• William Schubert

Initial Disclosures are Now Available in California. Is Your Law Firm Ready to Use Them?


California recently took a step toward making civil litigation more cost-effective in state trial courts. An amendment to the California Code of Civil Procedure (“CCP”) that went into effect in 2020 introduced the possibility to opt-in (by stipulation and court order) to “Initial Disclosures” and mandatory supplementation of written discovery.

The potential value of this provision cannot be overstated. Parties want their cases resolved quickly and efficiently. Initial disclosures can help them to do so. The catch is that the new initial disclosure rules, which are set forth in CCP 2016.090, only apply if all parties in a civil dispute agree to use them.


The origins of initial disclosures (in federal courts):


“Initial Disclosures” have been part of civil cases in federal courts across the country for nearly three decades.

Under Federal Rule of Civil Procedure 26(a), the parties must reveal specific facts about their respective claims and defenses at the outset of the “discovery” stage. The date when the Initial Disclosures are due depends in part on the court’s schedule, but the idea is to require the parties to exchange facts critical to their cases within a few months after plaintiffs and defendants have filed their complaint(s), answer(s) and/or any motions relating to their allegations.

A second feature of the Federal Rule (see Fed R. Civ. P. 26(e)) is that it requires automatic supplementation and correction of written discovery. Parties must provide supplemental disclosures and supplement their responses to any written discovery; this must be done “in a timely manner” after a party learns new facts that render its prior disclosures or responses incorrect or incomplete.


The new rules for initial disclosures in California state courts:


The rules set forth in CCP § 2016.090 adopt both the above-stated concepts from Fed. R. Civ. P. 26 – that is (1) initial disclosures; and (2) timely supplementation and correction to written discovery.

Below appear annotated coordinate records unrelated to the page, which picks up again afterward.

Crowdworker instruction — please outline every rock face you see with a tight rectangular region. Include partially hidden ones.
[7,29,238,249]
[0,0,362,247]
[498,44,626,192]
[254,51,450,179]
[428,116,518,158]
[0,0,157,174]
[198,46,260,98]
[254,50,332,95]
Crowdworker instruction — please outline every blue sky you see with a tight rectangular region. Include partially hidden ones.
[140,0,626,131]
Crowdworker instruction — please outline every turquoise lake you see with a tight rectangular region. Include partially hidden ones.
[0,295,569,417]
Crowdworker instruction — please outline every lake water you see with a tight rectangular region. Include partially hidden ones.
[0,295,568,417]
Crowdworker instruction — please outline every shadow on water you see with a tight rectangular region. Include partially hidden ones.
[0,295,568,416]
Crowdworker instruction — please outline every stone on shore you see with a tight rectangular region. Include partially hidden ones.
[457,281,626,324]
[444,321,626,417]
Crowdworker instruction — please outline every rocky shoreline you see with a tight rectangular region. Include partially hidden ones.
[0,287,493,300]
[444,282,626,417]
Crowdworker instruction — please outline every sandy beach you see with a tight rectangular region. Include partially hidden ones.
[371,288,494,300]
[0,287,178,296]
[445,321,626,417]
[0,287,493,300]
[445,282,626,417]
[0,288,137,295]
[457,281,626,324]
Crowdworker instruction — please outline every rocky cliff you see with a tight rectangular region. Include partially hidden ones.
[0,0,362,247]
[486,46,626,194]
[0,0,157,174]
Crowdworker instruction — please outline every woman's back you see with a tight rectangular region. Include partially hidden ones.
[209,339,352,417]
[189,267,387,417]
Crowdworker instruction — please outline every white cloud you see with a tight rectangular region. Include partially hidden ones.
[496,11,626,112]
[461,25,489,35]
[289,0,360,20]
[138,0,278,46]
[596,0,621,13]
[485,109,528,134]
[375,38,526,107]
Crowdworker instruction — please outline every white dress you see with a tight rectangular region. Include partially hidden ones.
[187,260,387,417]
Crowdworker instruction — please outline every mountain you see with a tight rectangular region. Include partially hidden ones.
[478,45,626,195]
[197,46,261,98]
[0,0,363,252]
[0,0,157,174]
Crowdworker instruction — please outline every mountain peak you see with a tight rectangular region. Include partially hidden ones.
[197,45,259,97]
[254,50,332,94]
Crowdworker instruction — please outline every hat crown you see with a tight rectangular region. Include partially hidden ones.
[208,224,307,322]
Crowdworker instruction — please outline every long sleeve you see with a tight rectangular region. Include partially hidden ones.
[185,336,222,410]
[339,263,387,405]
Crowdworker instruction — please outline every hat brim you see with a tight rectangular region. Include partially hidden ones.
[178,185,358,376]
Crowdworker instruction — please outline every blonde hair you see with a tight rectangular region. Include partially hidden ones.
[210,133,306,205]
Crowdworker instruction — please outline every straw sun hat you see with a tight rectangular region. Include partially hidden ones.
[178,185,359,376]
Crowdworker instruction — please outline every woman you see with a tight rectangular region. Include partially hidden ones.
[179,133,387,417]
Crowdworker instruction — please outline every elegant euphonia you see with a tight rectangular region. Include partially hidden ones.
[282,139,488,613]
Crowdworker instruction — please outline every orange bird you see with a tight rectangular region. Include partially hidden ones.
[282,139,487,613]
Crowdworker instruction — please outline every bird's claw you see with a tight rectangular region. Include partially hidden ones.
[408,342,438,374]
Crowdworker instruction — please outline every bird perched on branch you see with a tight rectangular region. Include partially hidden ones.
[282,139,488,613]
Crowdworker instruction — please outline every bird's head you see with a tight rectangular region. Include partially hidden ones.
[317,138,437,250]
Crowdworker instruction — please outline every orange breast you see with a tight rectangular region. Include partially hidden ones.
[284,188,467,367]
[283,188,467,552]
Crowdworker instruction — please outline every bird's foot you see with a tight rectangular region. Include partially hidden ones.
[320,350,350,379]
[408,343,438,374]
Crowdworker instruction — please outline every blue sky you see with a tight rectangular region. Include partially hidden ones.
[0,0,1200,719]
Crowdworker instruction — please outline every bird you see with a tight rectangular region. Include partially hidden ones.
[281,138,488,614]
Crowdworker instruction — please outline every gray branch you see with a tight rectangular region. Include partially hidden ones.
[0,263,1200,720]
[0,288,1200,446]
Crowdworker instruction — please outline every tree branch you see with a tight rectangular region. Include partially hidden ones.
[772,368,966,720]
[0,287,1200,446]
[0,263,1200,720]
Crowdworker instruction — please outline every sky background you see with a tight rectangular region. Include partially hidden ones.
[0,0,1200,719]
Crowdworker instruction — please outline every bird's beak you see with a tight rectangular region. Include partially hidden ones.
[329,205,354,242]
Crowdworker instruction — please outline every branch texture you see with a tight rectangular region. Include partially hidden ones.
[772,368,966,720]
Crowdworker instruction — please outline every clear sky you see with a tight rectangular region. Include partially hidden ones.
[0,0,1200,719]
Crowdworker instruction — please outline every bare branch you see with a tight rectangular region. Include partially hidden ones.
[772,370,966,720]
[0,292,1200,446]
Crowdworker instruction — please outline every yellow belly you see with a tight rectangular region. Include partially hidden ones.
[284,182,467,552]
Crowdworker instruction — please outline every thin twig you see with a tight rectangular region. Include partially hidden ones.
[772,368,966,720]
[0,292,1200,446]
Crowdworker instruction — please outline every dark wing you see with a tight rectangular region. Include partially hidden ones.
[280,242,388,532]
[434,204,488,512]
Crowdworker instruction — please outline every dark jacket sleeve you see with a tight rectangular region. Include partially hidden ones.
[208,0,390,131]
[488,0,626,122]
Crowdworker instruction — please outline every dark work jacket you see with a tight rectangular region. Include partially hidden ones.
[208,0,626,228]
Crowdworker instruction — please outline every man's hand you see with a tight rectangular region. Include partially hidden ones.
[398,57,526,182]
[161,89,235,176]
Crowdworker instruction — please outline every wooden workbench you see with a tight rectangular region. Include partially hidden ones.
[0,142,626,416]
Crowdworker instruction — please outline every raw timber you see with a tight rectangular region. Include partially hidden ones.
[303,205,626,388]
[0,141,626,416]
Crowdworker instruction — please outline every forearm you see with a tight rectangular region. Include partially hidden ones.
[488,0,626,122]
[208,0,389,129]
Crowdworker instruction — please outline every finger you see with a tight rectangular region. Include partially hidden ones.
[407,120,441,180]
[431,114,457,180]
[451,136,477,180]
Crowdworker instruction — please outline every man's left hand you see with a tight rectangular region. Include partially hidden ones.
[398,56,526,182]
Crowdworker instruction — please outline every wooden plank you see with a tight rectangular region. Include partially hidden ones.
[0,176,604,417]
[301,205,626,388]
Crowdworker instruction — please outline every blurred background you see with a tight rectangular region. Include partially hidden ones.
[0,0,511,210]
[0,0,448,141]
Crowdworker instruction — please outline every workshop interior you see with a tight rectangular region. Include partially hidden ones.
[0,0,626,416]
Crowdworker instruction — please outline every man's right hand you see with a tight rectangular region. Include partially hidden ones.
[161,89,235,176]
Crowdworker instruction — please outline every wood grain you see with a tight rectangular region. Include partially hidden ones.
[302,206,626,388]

The Initial Disclosures provision in CCP § 2016.090(a) is slightly different from its federal counterpart in substance. The § 2016.090(a) Initial Disclosures consist of:


(A) The names, addresses, telephone numbers, and email addresses

of all persons likely to have discoverable information, along with

the subjects of that information, that the disclosing party may use

to support its claims or defenses, unless the use would be solely for

impeachment.


(B) A copy, or a description by category and location, of all

documents, electronically stored information, and tangible things

that the disclosing party has in its possession, custody, or control

and may use to support its claims or defenses, unless the use would

be solely for impeachment.


(C) Any agreement under which an insurance company may be

liable to satisfy, in whole or in part, a judgment entered in the

action or to indemnify or reimburse for payments made to satisfy

the judgment.


(D) Any agreement under which a person, as defined in Section

175 of the Evidence Code, may be liable to satisfy, in whole or in

part, a judgment entered in the action or to indemnify or reimburse

for payments made to satisfy the judgment. Only those provisions

of an agreement that is material to the terms of the insurance,

indemnification or reimbursement are required to be included in

the initial disclosure. Material provisions include, but are not

limited to, the identities of parties to the agreement, nature

and limits of the coverage.


In more abbreviated terms, the stipulating parties must initially disclose:

- witnesses (or potential witnesses);

- documentary evidence supporting (or potentially supporting) the party’s claims

or defenses;

- insurance agreements (that might apply to a judgment resulting from the

claims alleged); and

- indemnification agreements (that might apply to a judgment resulting from the

claims alleged).


The Federal Rule requires all the above items except for indemnification agreements. The Federal Rule also requires parties alleging damages to produce damages computations as part of their Initial Disclosures. (see Fed. R. Civ. P. § 26(a)(iii)). This item is not required in Initial Disclosures pursuant to CCP § 2016.090.

The most important difference between Federal Rule 26(a) and CCP § 2016.090(a) is simply that the Federal Rule is mandatory while the California rule (at least for now) only applies if the parties agree to use it.


Conclusion:

Using initial disclosures in state court can create cost savings for litigants and make the playing field more transparent. Provided the parties agree to adopt them, these new rules can lead to quicker settlements. They can also eliminate the need for time-consuming supplemental discovery requests.

Litigants in California must be sure that whomever they select as legal counsel knows how to use discovery to move their case from start to finish as efficiently as possible. This law firm stays abreast of changes in the procedural rules for this reason. Initial disclosures can allow litigants to vet the facts shortly after the case commences. We are prepared to use these and other discovery mechanisms proactively and with an eye toward securing results for our clients.